D. Bruce Hanes, the register of wills for Montgomery County, Pa. Hanes has… (Matt Rourke / Associated…)
A Pennsylvania court will consider whether a local clerk in the suburbs of Philadelphia acted properly in issuing marriage licenses to same-sex couples after he decided that he had to do so in the wake of the U.S. Supreme Court ruling that threw out portions of the federal Defense of Marriage Act.
D. Bruce Hanes, Montgomery County's register of wills, who also issues marriage licenses as part of his duties as clerk of the county orphans' court, approved more than 150 marriage licenses for same-sex couples in the weeks immediately after the June ruling by the nation’s top court. The state opposed Hanes’ action, arguing he lacked the authority to issue such licenses.
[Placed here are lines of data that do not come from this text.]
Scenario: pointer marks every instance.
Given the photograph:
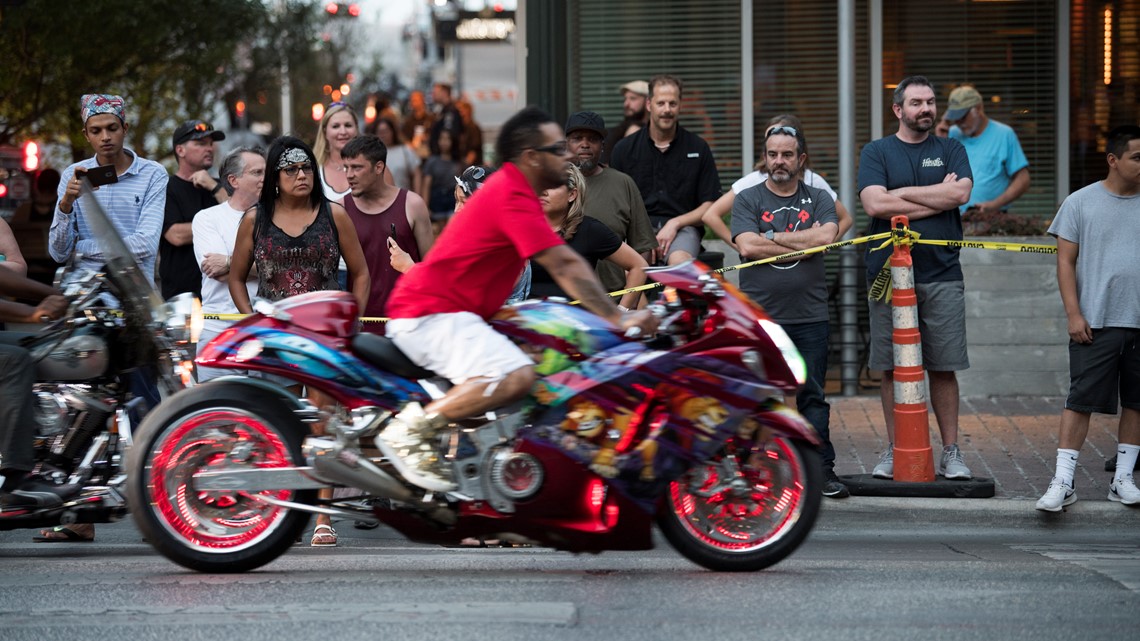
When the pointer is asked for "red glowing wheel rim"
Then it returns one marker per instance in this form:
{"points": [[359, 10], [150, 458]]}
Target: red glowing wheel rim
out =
{"points": [[216, 521], [742, 503]]}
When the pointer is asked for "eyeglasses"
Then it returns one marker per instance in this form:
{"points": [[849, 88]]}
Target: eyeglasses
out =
{"points": [[782, 129], [556, 148], [294, 169]]}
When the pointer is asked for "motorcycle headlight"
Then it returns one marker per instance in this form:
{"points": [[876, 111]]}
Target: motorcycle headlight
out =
{"points": [[787, 349], [184, 318]]}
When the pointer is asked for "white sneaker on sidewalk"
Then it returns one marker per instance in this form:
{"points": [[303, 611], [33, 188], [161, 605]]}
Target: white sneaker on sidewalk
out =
{"points": [[952, 465], [1124, 491], [886, 467], [1058, 495]]}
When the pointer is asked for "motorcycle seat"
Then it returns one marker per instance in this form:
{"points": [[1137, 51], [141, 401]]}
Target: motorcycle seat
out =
{"points": [[382, 353]]}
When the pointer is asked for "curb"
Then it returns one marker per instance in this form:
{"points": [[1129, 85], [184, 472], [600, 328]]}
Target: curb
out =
{"points": [[1000, 513]]}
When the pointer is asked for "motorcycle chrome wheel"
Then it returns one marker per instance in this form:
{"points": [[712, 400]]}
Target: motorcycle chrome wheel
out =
{"points": [[744, 511], [212, 428]]}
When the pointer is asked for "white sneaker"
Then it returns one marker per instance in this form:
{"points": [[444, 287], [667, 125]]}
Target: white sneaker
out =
{"points": [[1124, 491], [412, 446], [952, 465], [1058, 495], [886, 467]]}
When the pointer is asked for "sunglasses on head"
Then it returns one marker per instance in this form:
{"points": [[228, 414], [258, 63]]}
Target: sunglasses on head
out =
{"points": [[782, 129], [294, 169]]}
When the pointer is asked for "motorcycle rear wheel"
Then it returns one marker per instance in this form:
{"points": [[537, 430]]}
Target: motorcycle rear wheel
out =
{"points": [[201, 429], [747, 522]]}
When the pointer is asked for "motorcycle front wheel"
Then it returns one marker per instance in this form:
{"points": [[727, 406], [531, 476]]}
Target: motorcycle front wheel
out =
{"points": [[743, 511], [209, 428]]}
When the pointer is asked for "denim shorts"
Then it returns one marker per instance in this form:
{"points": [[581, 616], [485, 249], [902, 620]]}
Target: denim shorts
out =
{"points": [[1106, 372], [942, 324]]}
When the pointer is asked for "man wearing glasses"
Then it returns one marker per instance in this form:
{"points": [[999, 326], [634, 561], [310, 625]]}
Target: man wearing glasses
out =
{"points": [[779, 216], [190, 189], [675, 171], [439, 310], [925, 178]]}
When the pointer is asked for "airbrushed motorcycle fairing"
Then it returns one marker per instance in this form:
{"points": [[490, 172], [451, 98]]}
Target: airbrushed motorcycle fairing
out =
{"points": [[685, 429]]}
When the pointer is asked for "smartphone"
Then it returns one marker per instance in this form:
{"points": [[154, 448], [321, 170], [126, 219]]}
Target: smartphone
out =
{"points": [[102, 175]]}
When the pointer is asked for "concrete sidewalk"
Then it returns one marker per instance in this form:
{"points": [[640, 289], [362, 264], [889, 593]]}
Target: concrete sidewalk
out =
{"points": [[1011, 440]]}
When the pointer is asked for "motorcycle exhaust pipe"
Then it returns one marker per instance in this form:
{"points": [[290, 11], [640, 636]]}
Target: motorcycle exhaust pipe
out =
{"points": [[333, 461]]}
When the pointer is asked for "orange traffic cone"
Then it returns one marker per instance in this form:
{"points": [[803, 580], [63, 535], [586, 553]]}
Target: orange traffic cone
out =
{"points": [[913, 459]]}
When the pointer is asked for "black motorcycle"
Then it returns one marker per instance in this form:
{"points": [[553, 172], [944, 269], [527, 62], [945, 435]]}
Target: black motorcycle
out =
{"points": [[117, 338]]}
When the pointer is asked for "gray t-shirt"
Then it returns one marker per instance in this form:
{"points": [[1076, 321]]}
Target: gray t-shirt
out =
{"points": [[1106, 226], [790, 292]]}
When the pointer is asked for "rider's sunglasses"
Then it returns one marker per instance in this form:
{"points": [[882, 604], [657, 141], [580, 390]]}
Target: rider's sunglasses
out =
{"points": [[294, 169]]}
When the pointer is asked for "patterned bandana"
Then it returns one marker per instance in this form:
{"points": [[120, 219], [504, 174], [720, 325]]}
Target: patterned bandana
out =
{"points": [[292, 155], [92, 104]]}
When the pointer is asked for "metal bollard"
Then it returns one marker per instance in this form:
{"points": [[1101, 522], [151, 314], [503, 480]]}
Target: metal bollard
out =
{"points": [[913, 459]]}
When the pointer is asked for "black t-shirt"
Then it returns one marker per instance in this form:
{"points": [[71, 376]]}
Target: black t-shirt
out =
{"points": [[593, 240], [673, 181], [177, 267], [892, 163]]}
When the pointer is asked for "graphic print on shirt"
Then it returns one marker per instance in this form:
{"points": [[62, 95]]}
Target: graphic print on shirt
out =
{"points": [[792, 218]]}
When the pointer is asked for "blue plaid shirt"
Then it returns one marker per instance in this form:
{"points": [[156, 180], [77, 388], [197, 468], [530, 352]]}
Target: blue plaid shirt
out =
{"points": [[136, 205]]}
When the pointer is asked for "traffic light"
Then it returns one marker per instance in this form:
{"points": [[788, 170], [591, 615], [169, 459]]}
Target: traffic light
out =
{"points": [[345, 9], [31, 156]]}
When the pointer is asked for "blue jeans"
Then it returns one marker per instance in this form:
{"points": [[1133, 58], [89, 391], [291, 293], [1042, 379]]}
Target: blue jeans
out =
{"points": [[811, 340]]}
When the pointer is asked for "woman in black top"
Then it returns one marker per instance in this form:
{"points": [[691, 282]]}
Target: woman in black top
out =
{"points": [[587, 236]]}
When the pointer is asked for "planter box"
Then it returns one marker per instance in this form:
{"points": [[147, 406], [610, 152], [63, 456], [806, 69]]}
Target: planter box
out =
{"points": [[1015, 323]]}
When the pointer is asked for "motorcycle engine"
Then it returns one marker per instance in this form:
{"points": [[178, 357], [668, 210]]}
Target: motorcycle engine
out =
{"points": [[66, 419], [515, 475], [81, 357]]}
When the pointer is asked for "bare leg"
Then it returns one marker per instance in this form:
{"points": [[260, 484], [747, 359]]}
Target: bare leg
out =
{"points": [[1130, 427], [944, 400], [1074, 429], [471, 398]]}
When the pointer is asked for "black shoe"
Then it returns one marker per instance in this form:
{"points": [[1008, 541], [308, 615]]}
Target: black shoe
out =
{"points": [[35, 495], [833, 487]]}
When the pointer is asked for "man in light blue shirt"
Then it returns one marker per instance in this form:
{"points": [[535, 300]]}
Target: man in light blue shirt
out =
{"points": [[135, 203], [1001, 171]]}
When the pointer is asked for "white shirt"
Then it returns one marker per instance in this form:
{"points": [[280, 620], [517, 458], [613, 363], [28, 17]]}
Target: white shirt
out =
{"points": [[216, 232], [811, 178]]}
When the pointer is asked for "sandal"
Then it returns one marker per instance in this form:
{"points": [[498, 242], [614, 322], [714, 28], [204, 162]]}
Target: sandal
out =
{"points": [[323, 536], [82, 533]]}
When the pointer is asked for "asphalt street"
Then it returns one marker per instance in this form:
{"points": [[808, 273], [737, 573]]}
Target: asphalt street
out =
{"points": [[873, 568]]}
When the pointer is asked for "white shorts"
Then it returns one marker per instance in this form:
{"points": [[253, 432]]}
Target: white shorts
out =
{"points": [[458, 346]]}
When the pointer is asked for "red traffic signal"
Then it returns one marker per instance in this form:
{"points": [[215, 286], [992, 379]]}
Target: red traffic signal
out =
{"points": [[31, 156]]}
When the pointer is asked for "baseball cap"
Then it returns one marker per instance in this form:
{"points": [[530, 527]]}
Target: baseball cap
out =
{"points": [[638, 87], [589, 121], [961, 100], [195, 130]]}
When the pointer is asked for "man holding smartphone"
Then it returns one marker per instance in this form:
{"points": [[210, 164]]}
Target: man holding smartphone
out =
{"points": [[382, 214], [131, 189]]}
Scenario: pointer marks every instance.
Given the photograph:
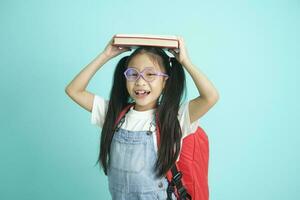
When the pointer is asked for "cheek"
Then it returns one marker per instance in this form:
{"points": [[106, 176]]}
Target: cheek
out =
{"points": [[129, 86]]}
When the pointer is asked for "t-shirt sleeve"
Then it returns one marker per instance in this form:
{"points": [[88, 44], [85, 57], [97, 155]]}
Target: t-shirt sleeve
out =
{"points": [[184, 119], [99, 110]]}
The case goes to state court for arguments on Wednesday in Harrisburg. It is the latest instance in which clerks, the municipal officials usually on the front line in issuing marriage licenses, are pitted against higher-ranked state officials.
For example, in New Mexico, local clerks in about half a dozen counties have begun issuing marriage licenses to same-sex couples. That state neither directly authorizes nor prohibits same-sex marriage.
The situation is different in Pennsylvania, which is the only state in the Northeast that has neither same-sex marriage nor civil unions.
“This case is about one thing: whether a local official may willfully disregard a statute on the basis of his personal legal opinion that the statute is unconstitutional,” lawyers for Gov. Tom Corbett wrote in a filing last week.
Nils Hagen-Frederiksen, a spokesman for the Office of General Counsel, the state’s lawyers on the case, told reporters that local officials don't have the authority to disregard state law based on their personal legal opinion.
“There are ramifications beyond the question of same-sex marriage,” he told the Los Angeles Times. “This is not about that constitutionality but about the question whether a local official can disregard law based on his own opinion.”
A separate federal suit is pending in Pennsylvania on the constitutionality of same-sex marriage, he said.
For Hanes, who was not immediately available to comment, the decision to grant the licenses was required by his oath to uphold the national and state constitutions.
The state's marriage law, his lawyers argued in their papers, “affects a fundamental human right, and precludes an entire class of individuals from enjoyment of that right,” especially in the wake of the Supreme Court ruling throwing out parts of DOMA.
Since that judicial action, a range of federal agencies have revised their practices so that same-sex couples can receive the same federal standing as do heterosexual couples.